Aydınlık, IŞİD'i kuyruğundan yakaladı
IŞİD’in İstanbul Güngören’de gençleri örgütleme merkezi mescitler Terör çetelerinin ağına düşürdüğü gençlerden 20 yaşındaki Mesut Yönay’dan ailesine sadece bir mektup kaldı. Yönay mektubunda, ‘Allah adına cihada gidiyorum’ diyor.
Suriye’de savaşan terör çeteleri arasında bulunan El Kaide bağlantılı El Nusra ve Irak-Şam İslam Devleti (IŞİD) İstanbul Güngören’de gençleri örgütleyerek savaşa taşıyor. IŞİD’in örgütleme yeri olarak ise mescitler kullanılıyor. Aydınlık, Güngören’de yaşayan 20 yaşındaki Mesut Yönay’ın Suriye’ye giderken ailesine bıraktığı “cihat” mektubuna ulaştı. Yönay mektubunda “Münafıkların yaşama hakları yok. Ben şimdi Allah adına cihada gidiyorum” diyor.
Yoksul semtlerin çocukları hedefte
Suriye’de savaşan taşeron örgütlerin eleman kaynaklarından biri de İstanbul’daki yoksul semtler. Şehrin en önemli uyuşturucu kanallarından biri olan Güngören’de ise gençler büyük risk altında. Gündüz saatlerinde pazardan evine dönen kadınlar ya da parkta oynayan çocuklar görmek olağan. Ancak akşam saatlerinde ilçedeki manzara değişiyor. Köşebaşlarında torbacılar toplanıyor. Ya da “sohbet”e gitmek üzere buluşan gruplar... Bu buluşmalar genelde saat 20.00’den sonra gerçekleşiyor.
Yeraltındaki yapılar günyüzüne çıktı
Hemen her sokakta “kültür ve dayanışma” veya “ilim ve sohbet evi” adı altında faaliyet gösteren dernekler bulunuyor. Güngören sakinleri bir dönem yeraltında gizlice gerçekleşen sohbetlerin AKP hükümetiyle birlikte günyüzüne çıktığını ve “dernek” adı altında legal bir görünüme kavuştuğunu anlatıyor.
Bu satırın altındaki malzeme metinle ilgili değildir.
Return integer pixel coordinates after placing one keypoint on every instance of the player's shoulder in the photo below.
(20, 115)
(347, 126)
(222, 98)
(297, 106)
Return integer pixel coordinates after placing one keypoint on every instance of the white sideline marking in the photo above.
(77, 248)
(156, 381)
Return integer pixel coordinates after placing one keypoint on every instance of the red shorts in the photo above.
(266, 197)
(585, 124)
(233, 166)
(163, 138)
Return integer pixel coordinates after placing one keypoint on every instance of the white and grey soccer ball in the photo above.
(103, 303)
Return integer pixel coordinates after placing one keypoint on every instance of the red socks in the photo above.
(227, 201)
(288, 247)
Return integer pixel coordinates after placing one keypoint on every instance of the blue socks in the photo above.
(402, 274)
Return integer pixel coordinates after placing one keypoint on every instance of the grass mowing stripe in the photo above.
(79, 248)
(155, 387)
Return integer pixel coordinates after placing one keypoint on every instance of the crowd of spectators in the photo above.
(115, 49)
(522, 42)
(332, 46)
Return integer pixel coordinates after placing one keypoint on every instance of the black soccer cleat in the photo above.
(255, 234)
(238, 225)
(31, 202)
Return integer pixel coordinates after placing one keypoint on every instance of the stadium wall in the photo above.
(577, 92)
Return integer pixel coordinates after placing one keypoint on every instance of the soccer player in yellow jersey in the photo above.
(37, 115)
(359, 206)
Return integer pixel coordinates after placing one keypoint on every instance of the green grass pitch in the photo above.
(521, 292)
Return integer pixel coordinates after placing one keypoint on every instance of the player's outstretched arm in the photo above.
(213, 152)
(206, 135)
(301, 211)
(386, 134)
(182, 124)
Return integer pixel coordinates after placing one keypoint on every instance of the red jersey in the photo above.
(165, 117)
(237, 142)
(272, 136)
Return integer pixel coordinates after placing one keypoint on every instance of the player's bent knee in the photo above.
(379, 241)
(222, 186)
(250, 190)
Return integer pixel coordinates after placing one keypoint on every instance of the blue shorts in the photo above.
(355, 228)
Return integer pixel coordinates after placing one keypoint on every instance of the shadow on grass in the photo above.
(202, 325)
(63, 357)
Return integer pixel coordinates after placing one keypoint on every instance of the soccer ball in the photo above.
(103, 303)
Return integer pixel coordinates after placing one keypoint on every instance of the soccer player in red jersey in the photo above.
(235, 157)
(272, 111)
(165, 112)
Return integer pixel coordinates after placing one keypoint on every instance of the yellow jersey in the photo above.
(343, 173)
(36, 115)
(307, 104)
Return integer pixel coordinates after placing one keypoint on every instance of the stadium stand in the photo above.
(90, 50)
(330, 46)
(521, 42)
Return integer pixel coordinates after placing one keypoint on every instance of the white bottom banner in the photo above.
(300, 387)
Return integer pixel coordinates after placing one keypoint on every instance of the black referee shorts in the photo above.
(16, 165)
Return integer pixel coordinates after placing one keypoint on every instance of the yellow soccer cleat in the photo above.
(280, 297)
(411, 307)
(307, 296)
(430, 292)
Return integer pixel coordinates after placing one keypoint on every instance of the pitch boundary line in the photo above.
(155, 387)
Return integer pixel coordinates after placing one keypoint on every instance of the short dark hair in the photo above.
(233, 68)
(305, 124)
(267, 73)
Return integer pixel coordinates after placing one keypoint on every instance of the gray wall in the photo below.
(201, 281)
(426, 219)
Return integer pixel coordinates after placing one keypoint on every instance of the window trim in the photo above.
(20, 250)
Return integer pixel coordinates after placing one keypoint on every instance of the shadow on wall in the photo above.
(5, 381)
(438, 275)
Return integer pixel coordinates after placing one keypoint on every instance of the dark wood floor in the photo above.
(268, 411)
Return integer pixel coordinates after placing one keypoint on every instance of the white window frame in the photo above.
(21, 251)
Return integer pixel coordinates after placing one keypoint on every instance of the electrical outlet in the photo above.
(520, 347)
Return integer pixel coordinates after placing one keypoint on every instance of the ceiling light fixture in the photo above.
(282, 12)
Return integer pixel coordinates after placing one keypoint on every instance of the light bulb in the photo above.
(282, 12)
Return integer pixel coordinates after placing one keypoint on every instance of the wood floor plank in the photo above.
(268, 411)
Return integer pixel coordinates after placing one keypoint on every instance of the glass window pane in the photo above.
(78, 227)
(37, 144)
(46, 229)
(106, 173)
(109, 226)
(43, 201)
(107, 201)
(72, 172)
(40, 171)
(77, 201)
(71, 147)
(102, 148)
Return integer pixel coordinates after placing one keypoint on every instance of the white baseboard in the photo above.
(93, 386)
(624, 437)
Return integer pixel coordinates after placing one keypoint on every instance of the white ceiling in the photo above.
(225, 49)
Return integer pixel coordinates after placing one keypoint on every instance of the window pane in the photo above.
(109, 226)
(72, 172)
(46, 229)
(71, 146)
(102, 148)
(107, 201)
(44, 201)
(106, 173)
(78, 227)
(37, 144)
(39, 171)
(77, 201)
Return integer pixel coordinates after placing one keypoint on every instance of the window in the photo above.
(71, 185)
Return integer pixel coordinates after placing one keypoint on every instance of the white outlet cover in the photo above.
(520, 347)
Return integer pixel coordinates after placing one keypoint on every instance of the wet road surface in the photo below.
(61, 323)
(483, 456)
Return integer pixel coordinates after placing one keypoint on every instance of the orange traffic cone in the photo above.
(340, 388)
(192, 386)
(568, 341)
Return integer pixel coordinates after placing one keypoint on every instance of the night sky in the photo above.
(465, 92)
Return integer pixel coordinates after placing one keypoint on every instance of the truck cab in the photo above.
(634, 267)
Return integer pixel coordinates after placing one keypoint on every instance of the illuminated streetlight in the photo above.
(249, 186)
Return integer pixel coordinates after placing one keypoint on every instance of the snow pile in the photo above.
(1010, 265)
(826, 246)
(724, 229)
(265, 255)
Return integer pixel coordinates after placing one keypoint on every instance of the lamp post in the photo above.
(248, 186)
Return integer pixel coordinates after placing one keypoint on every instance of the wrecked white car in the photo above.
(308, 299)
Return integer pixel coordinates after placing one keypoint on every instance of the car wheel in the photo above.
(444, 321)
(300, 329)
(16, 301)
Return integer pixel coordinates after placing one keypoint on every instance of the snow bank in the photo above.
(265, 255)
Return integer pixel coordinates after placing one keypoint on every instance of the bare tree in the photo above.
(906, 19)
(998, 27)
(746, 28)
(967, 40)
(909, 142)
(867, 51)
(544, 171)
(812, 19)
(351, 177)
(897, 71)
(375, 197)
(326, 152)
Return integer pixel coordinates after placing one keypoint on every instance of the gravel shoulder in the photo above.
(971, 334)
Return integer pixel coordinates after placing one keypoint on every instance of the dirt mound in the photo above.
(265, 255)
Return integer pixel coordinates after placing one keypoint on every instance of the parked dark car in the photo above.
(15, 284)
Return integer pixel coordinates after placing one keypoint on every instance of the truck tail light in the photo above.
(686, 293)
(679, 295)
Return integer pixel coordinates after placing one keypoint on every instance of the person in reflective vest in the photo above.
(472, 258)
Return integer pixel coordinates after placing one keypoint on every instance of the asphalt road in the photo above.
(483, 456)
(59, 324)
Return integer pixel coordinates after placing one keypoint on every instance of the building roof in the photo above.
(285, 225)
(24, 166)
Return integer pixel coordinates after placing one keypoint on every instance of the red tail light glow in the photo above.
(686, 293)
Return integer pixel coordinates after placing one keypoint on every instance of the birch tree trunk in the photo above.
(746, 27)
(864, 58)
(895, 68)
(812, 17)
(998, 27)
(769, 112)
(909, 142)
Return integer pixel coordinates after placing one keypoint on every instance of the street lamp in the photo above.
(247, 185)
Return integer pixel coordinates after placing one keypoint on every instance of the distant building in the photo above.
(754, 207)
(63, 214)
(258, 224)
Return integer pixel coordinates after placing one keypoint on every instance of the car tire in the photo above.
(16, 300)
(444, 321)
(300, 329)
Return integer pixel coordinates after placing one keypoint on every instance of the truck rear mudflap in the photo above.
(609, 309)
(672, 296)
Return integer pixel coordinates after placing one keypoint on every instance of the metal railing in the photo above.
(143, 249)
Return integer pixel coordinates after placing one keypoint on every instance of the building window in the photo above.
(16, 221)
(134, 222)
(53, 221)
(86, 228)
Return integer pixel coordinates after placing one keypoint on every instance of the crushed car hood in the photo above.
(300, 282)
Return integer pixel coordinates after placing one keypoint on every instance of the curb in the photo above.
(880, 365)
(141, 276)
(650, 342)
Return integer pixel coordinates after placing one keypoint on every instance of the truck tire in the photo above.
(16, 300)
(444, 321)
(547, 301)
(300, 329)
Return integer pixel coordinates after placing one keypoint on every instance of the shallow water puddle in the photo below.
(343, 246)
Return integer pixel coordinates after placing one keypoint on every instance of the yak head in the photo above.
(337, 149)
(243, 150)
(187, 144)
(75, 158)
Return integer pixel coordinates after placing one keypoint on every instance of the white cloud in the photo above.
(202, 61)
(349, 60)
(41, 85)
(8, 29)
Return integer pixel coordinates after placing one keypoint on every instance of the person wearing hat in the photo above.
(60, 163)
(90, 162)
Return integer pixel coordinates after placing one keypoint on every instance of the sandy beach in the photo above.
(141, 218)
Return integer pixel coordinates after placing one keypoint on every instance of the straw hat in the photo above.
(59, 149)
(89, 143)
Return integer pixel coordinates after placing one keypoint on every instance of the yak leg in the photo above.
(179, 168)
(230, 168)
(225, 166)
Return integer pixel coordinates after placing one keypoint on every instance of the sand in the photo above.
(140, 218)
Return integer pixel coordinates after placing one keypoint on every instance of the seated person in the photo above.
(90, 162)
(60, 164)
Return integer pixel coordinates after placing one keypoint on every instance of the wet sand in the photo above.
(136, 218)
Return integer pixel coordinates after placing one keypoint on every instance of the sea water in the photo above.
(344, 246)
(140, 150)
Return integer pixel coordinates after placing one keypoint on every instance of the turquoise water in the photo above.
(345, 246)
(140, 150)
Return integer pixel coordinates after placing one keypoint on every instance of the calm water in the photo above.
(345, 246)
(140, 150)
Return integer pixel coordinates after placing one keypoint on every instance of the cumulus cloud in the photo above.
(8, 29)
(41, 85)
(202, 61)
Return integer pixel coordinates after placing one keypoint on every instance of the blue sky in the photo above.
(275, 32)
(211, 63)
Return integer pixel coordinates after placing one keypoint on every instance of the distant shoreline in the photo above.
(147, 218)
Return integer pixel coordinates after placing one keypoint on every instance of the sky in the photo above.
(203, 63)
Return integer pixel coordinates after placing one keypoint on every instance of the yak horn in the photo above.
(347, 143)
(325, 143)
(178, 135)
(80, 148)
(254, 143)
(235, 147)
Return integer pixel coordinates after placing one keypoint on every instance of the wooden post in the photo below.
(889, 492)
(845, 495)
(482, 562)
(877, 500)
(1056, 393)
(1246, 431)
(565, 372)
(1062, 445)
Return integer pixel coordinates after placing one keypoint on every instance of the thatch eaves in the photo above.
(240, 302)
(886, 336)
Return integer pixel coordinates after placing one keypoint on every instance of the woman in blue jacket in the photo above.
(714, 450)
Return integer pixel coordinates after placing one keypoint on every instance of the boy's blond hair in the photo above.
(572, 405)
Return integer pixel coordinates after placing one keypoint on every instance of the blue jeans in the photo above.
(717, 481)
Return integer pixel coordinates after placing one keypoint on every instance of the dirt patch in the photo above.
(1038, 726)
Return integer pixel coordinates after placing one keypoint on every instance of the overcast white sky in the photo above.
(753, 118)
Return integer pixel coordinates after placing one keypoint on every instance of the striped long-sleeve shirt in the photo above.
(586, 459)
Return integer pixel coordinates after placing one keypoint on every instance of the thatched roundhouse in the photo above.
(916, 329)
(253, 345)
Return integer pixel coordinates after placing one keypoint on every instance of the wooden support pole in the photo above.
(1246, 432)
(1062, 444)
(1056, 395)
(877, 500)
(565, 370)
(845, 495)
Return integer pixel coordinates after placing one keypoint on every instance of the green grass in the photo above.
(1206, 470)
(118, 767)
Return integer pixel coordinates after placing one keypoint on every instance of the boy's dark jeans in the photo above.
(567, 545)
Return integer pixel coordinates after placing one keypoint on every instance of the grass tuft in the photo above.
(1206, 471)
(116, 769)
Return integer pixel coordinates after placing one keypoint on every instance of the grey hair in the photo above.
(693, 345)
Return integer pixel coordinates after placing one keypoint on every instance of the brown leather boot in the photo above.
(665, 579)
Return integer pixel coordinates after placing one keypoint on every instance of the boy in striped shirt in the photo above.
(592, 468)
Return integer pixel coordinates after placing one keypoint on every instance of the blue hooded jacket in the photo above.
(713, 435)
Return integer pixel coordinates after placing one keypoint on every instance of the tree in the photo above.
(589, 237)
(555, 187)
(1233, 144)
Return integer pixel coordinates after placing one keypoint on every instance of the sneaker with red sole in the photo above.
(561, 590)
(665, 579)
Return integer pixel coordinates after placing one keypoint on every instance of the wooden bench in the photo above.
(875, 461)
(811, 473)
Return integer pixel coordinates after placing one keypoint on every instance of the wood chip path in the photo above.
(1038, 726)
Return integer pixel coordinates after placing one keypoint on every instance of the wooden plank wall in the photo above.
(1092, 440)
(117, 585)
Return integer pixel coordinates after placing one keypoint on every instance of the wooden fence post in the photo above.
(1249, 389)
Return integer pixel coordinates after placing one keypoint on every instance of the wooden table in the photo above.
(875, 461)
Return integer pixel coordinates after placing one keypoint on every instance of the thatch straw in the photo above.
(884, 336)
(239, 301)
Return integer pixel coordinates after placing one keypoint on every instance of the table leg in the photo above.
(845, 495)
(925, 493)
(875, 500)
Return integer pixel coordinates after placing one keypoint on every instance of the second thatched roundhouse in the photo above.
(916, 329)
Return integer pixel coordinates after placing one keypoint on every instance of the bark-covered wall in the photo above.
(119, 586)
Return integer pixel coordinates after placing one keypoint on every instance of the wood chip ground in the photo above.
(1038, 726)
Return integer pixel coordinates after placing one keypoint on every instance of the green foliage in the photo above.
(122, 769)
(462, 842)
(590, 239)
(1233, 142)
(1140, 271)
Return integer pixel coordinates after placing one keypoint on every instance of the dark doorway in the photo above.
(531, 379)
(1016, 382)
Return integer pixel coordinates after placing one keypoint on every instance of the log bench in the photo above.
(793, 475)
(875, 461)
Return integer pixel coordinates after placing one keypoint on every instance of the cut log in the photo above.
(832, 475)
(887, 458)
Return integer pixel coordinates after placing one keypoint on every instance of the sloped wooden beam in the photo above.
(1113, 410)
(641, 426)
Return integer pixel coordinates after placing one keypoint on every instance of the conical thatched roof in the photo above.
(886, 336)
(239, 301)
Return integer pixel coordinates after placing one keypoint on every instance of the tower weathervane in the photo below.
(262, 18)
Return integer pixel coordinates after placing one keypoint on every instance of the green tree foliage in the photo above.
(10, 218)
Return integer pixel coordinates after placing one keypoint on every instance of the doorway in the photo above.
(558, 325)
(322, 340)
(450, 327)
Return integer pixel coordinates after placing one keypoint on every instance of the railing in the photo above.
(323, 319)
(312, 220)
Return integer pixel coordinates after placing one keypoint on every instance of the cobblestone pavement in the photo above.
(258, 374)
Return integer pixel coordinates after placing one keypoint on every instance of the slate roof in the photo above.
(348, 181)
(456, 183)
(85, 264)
Bu mekanlarda bir süre sohbete katılan gençlerde kısa süre sonra büyük değişimler gözleniyor.
Farklı görünene ‘kâfir’ yaftası
Selefi fikirleriyle yoğrulan gençlerdeki bu değişim başlarda aileleri rahatsız etmiyor. “Uyuşturucu kullanacağına, namazını kılıyor” düşüncesi oluşsa da bir süre sonra kılık kıyafet değişiyor, sakallar uzatılıyor. Hatta bu gençler kendileri gibi giyinmeyen, düşünmeyen aile bireylerini “kâfir” olmakla suçluyor. Bu fikirler “Kırmızı ışıkta durmak günahtır. Devletin koyduğu kurallara uymak Allah’a şirk koşmaktır” söylemlerine kadar varıyor.
Uyuşturucudan IŞİD’e giden yol
Aydınlık, Güngören’de mahalle mahalle dolaşarak bir ay önce evlerini terk edip Suriye’ye savaşa giden gençlerin izini sürdü. Mesut Yönay, Osman Bilgiç, Özkan Güngör, Hasan Baran Açar onlardan sadece birkaçı... Çoğu 20’li yaşlarda Kürt gençleri. Mahallelerindeki tekstil atölyelerinde çalışıyorlar. Çevrelerindeki hemen her genç gibi daha önce uyuşturucuyla temasları olmuş. Kimi uyuşturucu satmak suçundan cezaevine bile girip çıkmış.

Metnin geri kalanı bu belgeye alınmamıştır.